サルビアの育てかた
 ──夕食が冷めてしまった頃だろうか。レイの震えは次第に落ち着いてきて、おもむろに顔を見上げてきた。
 悲しみと辛さ、恐怖心といった瞳の色を滲ませながら彼女が唐突に放った言葉はこうだ。

「私は、悪魔の子だよ」

 酷く真剣な表情。
 俺は唖然とする。

「何、言ってるんだよ」
「分かるでしょ。私にはこんなものがあるの。悪魔からもらった身体と火傷の痕。血の流れも、あの悪魔からもらったものだよ」

 怖いくらい、レイの口調は冷酷だった。まるで自分自身に嫌悪感や憎悪を抱いているように。

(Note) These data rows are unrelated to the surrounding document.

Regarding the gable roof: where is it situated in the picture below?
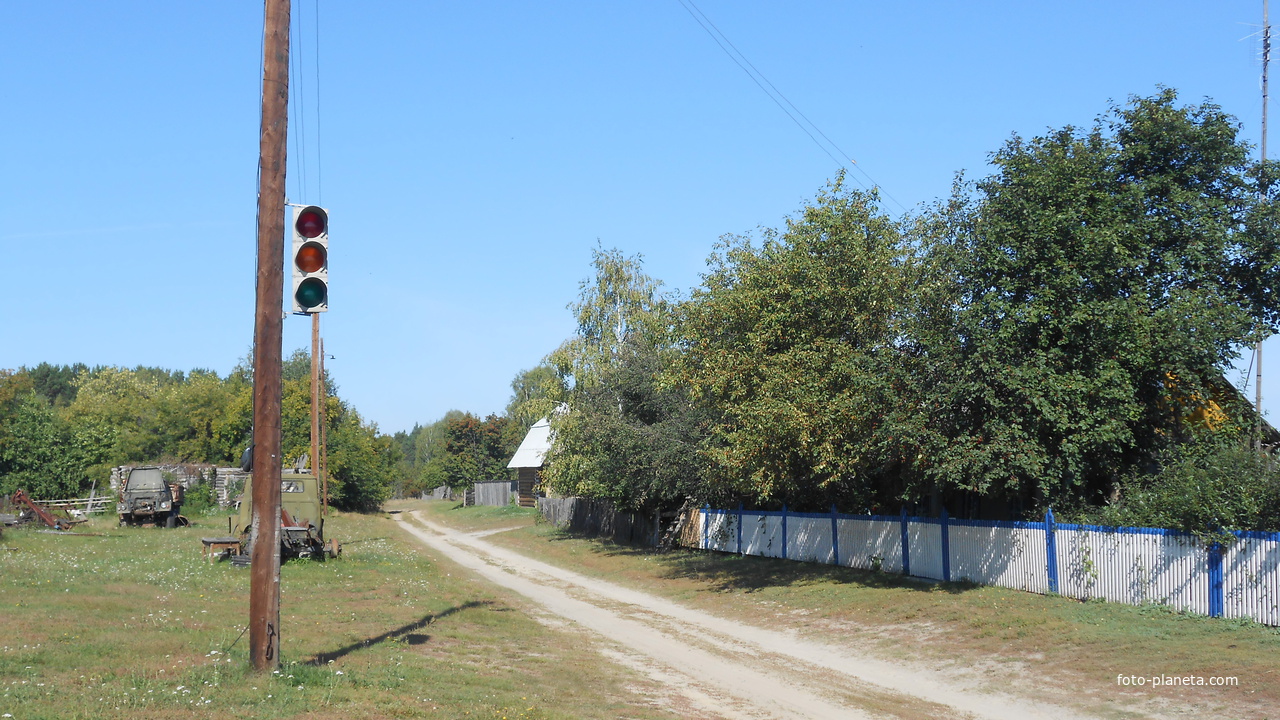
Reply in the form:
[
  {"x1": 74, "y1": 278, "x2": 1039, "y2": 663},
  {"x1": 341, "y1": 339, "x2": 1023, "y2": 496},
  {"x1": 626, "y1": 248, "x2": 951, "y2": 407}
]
[{"x1": 507, "y1": 418, "x2": 552, "y2": 468}]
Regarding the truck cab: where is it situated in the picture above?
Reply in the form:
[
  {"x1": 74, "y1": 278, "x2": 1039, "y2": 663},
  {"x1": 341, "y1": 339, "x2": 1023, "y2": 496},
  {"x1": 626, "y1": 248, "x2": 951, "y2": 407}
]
[
  {"x1": 232, "y1": 471, "x2": 340, "y2": 560},
  {"x1": 115, "y1": 466, "x2": 183, "y2": 528}
]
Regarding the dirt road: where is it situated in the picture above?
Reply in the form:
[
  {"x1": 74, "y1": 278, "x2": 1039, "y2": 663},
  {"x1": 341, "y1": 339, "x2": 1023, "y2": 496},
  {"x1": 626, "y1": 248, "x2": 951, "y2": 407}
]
[{"x1": 396, "y1": 514, "x2": 1080, "y2": 720}]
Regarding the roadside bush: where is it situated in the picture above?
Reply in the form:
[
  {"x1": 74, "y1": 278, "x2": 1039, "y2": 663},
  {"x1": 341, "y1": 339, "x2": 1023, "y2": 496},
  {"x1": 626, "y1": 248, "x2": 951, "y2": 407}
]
[{"x1": 1091, "y1": 439, "x2": 1280, "y2": 542}]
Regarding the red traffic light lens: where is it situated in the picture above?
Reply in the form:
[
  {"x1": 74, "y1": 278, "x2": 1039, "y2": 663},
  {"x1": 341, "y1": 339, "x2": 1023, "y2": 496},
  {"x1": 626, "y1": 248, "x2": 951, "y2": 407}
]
[
  {"x1": 293, "y1": 209, "x2": 328, "y2": 238},
  {"x1": 293, "y1": 242, "x2": 329, "y2": 273}
]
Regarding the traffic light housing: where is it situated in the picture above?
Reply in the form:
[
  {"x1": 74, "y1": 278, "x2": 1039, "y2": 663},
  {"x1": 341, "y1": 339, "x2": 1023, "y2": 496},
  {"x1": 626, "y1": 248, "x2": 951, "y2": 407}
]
[{"x1": 293, "y1": 205, "x2": 329, "y2": 314}]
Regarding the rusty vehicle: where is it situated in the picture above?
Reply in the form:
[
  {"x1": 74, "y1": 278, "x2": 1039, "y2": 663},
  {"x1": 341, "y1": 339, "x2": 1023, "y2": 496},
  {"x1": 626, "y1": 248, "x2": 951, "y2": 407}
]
[
  {"x1": 228, "y1": 470, "x2": 342, "y2": 560},
  {"x1": 115, "y1": 465, "x2": 188, "y2": 528}
]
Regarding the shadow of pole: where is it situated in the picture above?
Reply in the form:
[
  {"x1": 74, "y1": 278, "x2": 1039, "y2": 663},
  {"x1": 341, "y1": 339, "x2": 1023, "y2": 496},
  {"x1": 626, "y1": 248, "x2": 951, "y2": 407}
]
[{"x1": 306, "y1": 600, "x2": 493, "y2": 666}]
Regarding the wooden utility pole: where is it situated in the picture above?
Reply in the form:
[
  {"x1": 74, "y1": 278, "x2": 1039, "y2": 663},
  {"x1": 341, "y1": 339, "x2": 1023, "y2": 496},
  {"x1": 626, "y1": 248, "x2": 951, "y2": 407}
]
[
  {"x1": 248, "y1": 0, "x2": 289, "y2": 673},
  {"x1": 1253, "y1": 0, "x2": 1271, "y2": 450},
  {"x1": 311, "y1": 313, "x2": 321, "y2": 480},
  {"x1": 320, "y1": 340, "x2": 329, "y2": 518}
]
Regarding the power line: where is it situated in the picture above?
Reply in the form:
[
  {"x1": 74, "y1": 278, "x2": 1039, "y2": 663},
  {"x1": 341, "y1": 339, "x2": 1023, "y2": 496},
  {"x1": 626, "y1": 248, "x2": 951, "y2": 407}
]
[
  {"x1": 315, "y1": 0, "x2": 324, "y2": 205},
  {"x1": 678, "y1": 0, "x2": 906, "y2": 211},
  {"x1": 289, "y1": 13, "x2": 307, "y2": 200}
]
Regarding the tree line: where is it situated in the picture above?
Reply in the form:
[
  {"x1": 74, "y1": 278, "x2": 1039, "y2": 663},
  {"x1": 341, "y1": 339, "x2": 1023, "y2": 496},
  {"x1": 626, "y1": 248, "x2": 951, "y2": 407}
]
[
  {"x1": 0, "y1": 350, "x2": 397, "y2": 510},
  {"x1": 508, "y1": 90, "x2": 1280, "y2": 532}
]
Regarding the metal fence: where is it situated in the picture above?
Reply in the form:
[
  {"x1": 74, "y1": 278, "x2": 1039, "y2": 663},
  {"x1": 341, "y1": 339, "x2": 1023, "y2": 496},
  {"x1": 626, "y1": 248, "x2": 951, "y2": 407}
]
[{"x1": 698, "y1": 507, "x2": 1280, "y2": 625}]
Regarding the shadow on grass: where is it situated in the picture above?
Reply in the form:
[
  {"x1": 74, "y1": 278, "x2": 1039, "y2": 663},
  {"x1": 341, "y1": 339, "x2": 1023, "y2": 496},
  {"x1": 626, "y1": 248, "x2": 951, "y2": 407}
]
[
  {"x1": 547, "y1": 529, "x2": 982, "y2": 594},
  {"x1": 306, "y1": 600, "x2": 493, "y2": 666}
]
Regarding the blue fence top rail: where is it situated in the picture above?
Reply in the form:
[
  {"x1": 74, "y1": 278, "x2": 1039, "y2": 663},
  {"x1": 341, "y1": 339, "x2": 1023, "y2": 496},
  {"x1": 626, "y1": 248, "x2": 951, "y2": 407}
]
[{"x1": 703, "y1": 507, "x2": 1280, "y2": 542}]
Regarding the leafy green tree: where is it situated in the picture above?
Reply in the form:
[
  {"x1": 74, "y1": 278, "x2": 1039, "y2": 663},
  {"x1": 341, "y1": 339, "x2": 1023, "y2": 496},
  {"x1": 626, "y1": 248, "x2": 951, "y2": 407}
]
[
  {"x1": 677, "y1": 179, "x2": 915, "y2": 509},
  {"x1": 1076, "y1": 437, "x2": 1280, "y2": 543},
  {"x1": 67, "y1": 368, "x2": 168, "y2": 468},
  {"x1": 0, "y1": 392, "x2": 113, "y2": 500},
  {"x1": 27, "y1": 363, "x2": 88, "y2": 407},
  {"x1": 543, "y1": 250, "x2": 705, "y2": 511},
  {"x1": 504, "y1": 363, "x2": 568, "y2": 430},
  {"x1": 924, "y1": 90, "x2": 1276, "y2": 506},
  {"x1": 440, "y1": 413, "x2": 516, "y2": 489}
]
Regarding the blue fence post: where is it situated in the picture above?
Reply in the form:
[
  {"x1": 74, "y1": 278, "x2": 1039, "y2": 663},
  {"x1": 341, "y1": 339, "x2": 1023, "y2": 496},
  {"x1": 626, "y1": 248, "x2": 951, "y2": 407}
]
[
  {"x1": 737, "y1": 502, "x2": 742, "y2": 555},
  {"x1": 1208, "y1": 542, "x2": 1222, "y2": 618},
  {"x1": 831, "y1": 502, "x2": 840, "y2": 565},
  {"x1": 1044, "y1": 507, "x2": 1057, "y2": 593},
  {"x1": 782, "y1": 502, "x2": 787, "y2": 560},
  {"x1": 938, "y1": 507, "x2": 951, "y2": 583},
  {"x1": 902, "y1": 505, "x2": 911, "y2": 575}
]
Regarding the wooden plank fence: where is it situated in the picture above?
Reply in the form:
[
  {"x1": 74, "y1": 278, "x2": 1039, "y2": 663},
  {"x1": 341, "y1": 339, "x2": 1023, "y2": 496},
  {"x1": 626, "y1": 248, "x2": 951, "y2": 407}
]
[{"x1": 682, "y1": 507, "x2": 1280, "y2": 625}]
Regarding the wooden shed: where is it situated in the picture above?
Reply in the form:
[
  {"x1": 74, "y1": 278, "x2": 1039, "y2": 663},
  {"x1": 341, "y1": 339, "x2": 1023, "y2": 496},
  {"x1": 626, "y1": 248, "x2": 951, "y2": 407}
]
[{"x1": 507, "y1": 418, "x2": 552, "y2": 507}]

「この火傷の痕を消したいよ。過去を全部なくしたい。私はあんな奴の血が混ざっているから。汚い女だから……本当はヒルスと幸せになっちゃ駄目なの」
「どうしてそんなことを言うんだ」
「だって……」
「血の繋がりなんて関係ないだろ。レイが一番よく分かっているはずだ。俺はレイ自身が好きなんだよ。だから、自分で自分を傷つけるのは絶対にやめろ!」

 思わず口調が荒れてしまう。

 大好きなレイを傷つける奴は誰であろうと許さない。例えそれが、彼女自身であったとしても。

 ダンスの練習をしていた時に怪我をしたなんて嘘をついていたんだ。誤魔化してまで自分の体を痛めつけるなんて。
 なぜ。どうして。
 俺にはその気持ちを理解するのがどうしても出来ない。